Eric Monson: In 1998, I was contacted by an agent to perform on a cruise ship. He asked if I wanted to put a group together and I said, sure! We went on to have our first gig on a cruise ship to Vancouver. It started off as a six-month contract, and here we are, 18 years later.
Why did you decide to settle down in Hong Kong?
Eric Monson: On cruise ships we traveled to over 60 different countries, but after a while we always seemed to get bored of the cities we were visiting. Hong Kong was the first place that we actually felt could be home. So we decided, in 2008, to make Hong Kong our home base.
Kevin Thornton: I love Hong Kong! It’s the most exciting city in the world—plus I met the love of my life and got married here.
How did you start singing Cantopop?
Sean Oliver: We did our first Cantonese song “My Pride” [by Cantopop singer Joey Yung] in 2010, and then Beyond’s “Under a Vast Sky,” and it forever changed our lives. Our friends suggested the songs and that was our first exposure to Beyond.
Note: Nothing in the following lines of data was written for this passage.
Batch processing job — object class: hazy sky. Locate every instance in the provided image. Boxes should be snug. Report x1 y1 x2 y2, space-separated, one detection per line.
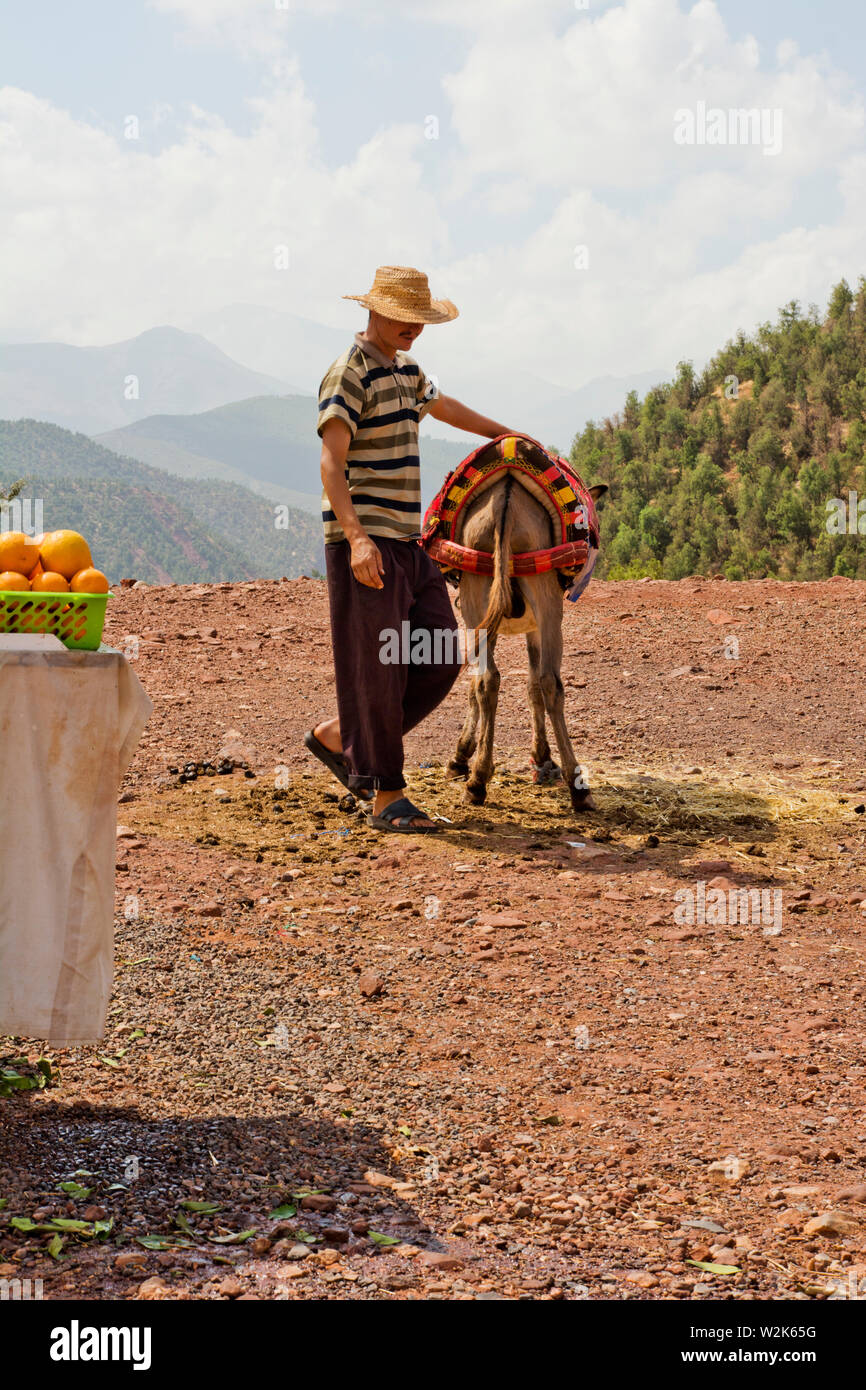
0 0 866 385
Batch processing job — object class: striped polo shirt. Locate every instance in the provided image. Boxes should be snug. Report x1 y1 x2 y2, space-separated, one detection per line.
318 334 439 545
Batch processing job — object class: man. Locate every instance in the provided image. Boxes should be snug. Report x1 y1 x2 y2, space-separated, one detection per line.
304 265 513 834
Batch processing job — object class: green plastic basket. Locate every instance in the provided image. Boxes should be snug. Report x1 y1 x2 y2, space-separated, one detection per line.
0 589 113 652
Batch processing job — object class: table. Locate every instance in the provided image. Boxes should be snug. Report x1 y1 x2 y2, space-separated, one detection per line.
0 635 153 1047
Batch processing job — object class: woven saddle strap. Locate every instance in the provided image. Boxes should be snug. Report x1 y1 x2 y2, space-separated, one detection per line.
424 537 589 574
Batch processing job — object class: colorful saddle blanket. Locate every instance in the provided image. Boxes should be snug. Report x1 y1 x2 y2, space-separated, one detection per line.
421 435 598 592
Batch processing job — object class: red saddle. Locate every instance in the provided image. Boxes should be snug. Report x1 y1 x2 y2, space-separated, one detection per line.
421 435 599 580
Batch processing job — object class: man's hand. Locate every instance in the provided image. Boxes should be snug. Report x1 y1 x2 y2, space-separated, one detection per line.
350 532 385 589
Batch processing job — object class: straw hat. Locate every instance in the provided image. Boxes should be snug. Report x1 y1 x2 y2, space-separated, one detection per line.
343 265 457 324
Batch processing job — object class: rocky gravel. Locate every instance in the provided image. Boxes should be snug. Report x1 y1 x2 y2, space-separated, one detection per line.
0 580 866 1301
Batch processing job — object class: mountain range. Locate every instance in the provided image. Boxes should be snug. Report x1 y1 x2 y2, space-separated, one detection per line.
0 420 324 584
0 327 296 434
99 396 475 516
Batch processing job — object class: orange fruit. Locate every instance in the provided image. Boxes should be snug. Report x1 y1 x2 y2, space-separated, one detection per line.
0 531 39 574
0 570 31 591
31 567 70 594
39 531 93 580
70 566 108 594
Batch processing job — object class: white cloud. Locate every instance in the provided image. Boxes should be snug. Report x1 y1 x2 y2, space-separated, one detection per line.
0 0 866 409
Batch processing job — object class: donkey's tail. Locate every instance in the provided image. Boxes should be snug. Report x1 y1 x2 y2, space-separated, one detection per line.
478 474 514 641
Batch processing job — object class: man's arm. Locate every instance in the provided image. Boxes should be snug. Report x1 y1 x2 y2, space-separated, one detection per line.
430 396 521 439
321 418 385 589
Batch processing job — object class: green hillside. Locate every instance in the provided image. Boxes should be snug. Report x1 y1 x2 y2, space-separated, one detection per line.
571 278 866 580
0 420 322 584
99 396 473 516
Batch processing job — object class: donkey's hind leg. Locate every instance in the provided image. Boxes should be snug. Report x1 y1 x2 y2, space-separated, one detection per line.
466 638 499 806
527 632 562 783
531 575 595 810
445 676 480 777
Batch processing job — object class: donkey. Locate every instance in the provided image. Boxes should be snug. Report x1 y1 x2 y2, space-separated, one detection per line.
446 453 607 810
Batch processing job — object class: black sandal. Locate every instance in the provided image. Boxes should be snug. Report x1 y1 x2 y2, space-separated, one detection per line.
303 730 374 801
367 796 439 835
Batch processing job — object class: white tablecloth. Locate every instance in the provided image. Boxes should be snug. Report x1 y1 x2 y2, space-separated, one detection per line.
0 637 153 1047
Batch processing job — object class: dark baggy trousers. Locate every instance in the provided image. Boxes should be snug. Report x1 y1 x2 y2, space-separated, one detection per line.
325 535 463 791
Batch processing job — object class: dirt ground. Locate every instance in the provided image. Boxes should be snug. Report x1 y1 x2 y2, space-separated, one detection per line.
0 580 866 1300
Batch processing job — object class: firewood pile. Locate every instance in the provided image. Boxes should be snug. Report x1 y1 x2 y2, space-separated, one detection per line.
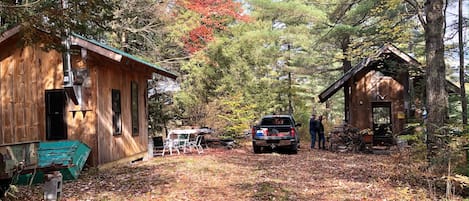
328 124 367 152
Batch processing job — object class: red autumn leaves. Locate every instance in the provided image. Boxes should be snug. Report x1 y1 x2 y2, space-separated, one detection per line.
179 0 248 54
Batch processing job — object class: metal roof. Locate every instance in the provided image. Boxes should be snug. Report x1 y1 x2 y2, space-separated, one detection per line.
72 33 177 79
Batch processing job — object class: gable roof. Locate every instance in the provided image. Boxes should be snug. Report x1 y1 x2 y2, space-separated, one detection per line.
319 44 458 103
0 26 177 79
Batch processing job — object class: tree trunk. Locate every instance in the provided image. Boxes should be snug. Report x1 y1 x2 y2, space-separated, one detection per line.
458 0 467 125
341 36 352 123
424 0 448 159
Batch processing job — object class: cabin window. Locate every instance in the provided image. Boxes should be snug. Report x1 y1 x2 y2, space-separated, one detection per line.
130 81 139 135
45 89 67 140
112 89 122 135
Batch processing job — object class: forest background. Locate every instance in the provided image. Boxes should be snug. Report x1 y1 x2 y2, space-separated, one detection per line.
5 0 469 188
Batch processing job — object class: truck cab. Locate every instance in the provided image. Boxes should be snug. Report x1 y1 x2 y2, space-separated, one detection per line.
251 115 301 154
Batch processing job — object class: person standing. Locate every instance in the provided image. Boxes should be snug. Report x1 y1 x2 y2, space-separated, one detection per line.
317 116 326 149
309 114 318 149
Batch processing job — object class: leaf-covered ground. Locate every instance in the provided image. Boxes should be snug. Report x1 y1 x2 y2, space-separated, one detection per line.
4 142 461 201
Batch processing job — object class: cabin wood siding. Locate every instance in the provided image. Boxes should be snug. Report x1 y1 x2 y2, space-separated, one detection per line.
0 27 177 166
0 37 63 144
93 53 148 164
350 70 407 133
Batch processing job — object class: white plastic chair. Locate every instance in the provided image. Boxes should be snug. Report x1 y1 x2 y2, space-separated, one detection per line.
161 135 181 156
188 135 204 154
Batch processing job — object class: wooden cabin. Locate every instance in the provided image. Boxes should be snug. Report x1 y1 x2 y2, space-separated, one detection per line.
0 26 176 166
319 44 459 144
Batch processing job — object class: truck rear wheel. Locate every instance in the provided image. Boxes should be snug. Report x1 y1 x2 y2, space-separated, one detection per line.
290 144 298 154
252 142 261 154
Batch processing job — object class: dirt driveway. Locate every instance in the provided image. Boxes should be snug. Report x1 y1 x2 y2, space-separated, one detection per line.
7 142 460 201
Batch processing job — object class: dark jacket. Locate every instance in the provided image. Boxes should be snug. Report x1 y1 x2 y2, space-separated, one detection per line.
309 118 319 132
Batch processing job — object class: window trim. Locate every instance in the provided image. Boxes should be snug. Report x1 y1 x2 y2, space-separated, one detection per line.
130 81 140 136
111 89 122 135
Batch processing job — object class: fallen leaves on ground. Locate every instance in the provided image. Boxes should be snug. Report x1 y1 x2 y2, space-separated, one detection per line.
4 142 462 201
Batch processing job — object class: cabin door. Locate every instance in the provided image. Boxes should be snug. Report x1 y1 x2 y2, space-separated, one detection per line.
372 102 392 144
46 89 67 140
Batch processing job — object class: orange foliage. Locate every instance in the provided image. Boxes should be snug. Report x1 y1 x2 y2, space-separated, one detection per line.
179 0 248 53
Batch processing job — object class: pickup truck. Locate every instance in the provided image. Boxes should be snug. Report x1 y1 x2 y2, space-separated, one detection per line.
251 115 301 154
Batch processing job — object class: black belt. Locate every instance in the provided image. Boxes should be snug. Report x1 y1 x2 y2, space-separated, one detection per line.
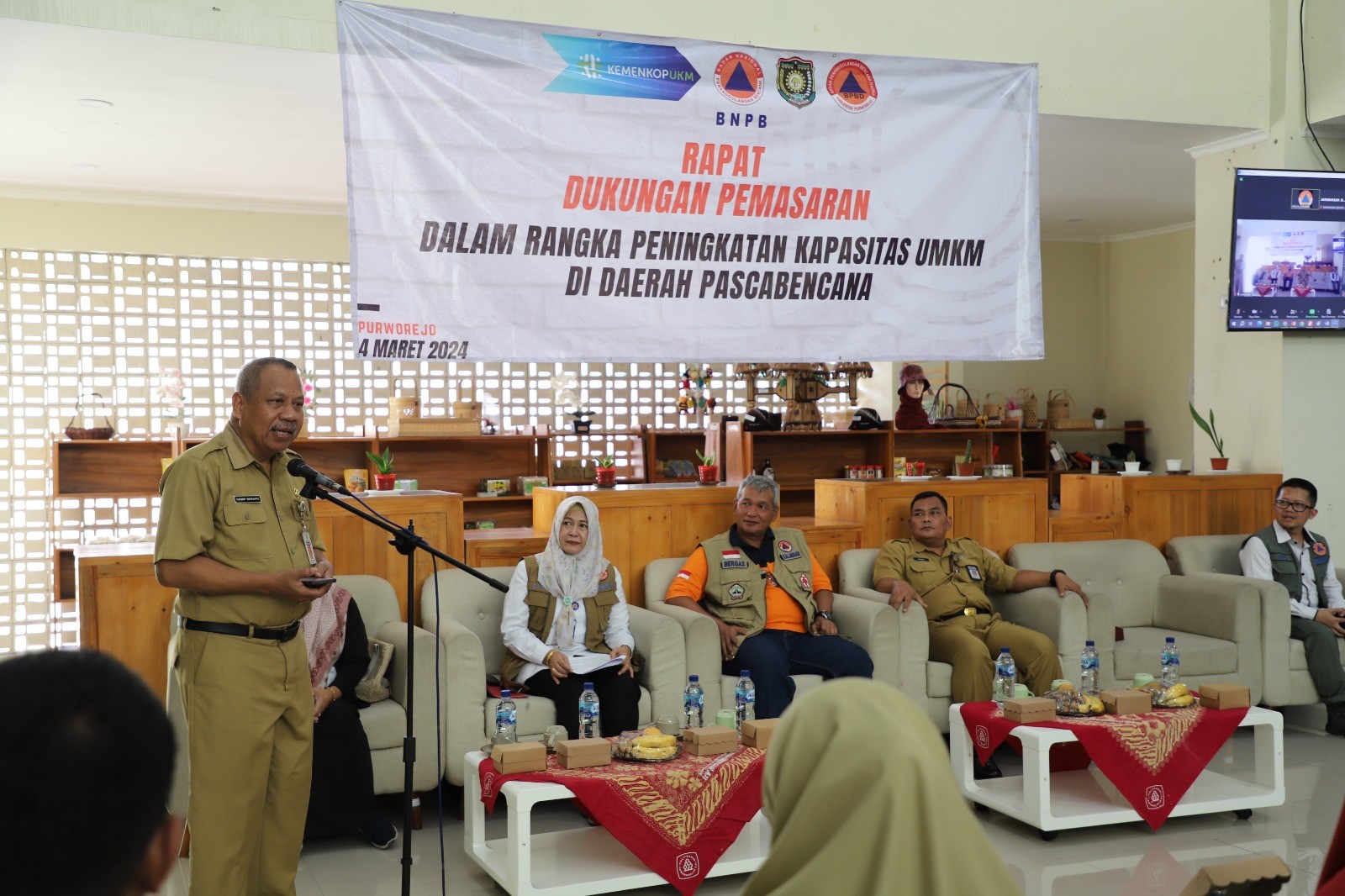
935 607 991 621
177 616 298 645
We fell in love with them. I still think they are the best band that’s ever come out of Hong Kong. It opened our ears to music that we hadn’t heard before: from Taiwan, China, Hong Kong, the Philippines, everywhere. We were like kids in a candy store.
Did you master your Cantonese in the process?
Eric Monson: Siu siu [a little bit]. We made the locals laugh a lot because singing in Cantonese is incredibly hard, especially the rising tones. We have a coach, my wife, who comes in—she’s a singer as well. She worked with Sean for two months for “Under a Vast Sky.”
Sean Oliver: Because we’re not Chinese, we had to do it perfectly. But we added our own flavor to it.
What’s unique about your sound?
Sean Oliver: We grew up in a barbershop harmony society, and barbershop has a very fluid sound. A lot of contemporary a cappella groups focus more on rhythm, but we focus on fluid sounds. That gives us a bigger sound and it’s very dynamic.
What do you think of the a cappella scene in Hong Kong?
Michael Lance: A cappella wasn’t as mainstream as it is now. All these sing-off shows and the “Pitch Perfect” movies have brought the a cappella world into more of a mainstream environment. In the past six or seven years a cappella has gone huge in Hong Kong. I’d like to think we had a part in that.
Eric Monson: In the States, barbershop music has been around for centuries, and guys getting together singing a cappella is part of the university experience. Hong Kong is starting to find those opportunities we grew up with. We see more high school and university groups, and it’s much easier to start up a band.
How do you decide on your songs?
Sean Oliver: We have so much to choose from now because not only do we have the western market, but we also have the eastern market. We are looking to do some K-pop too. Our new venture now is to write our own music: We’ll debut a lot of our own tunes in the upcoming concert, and we will release an album of original songs in October.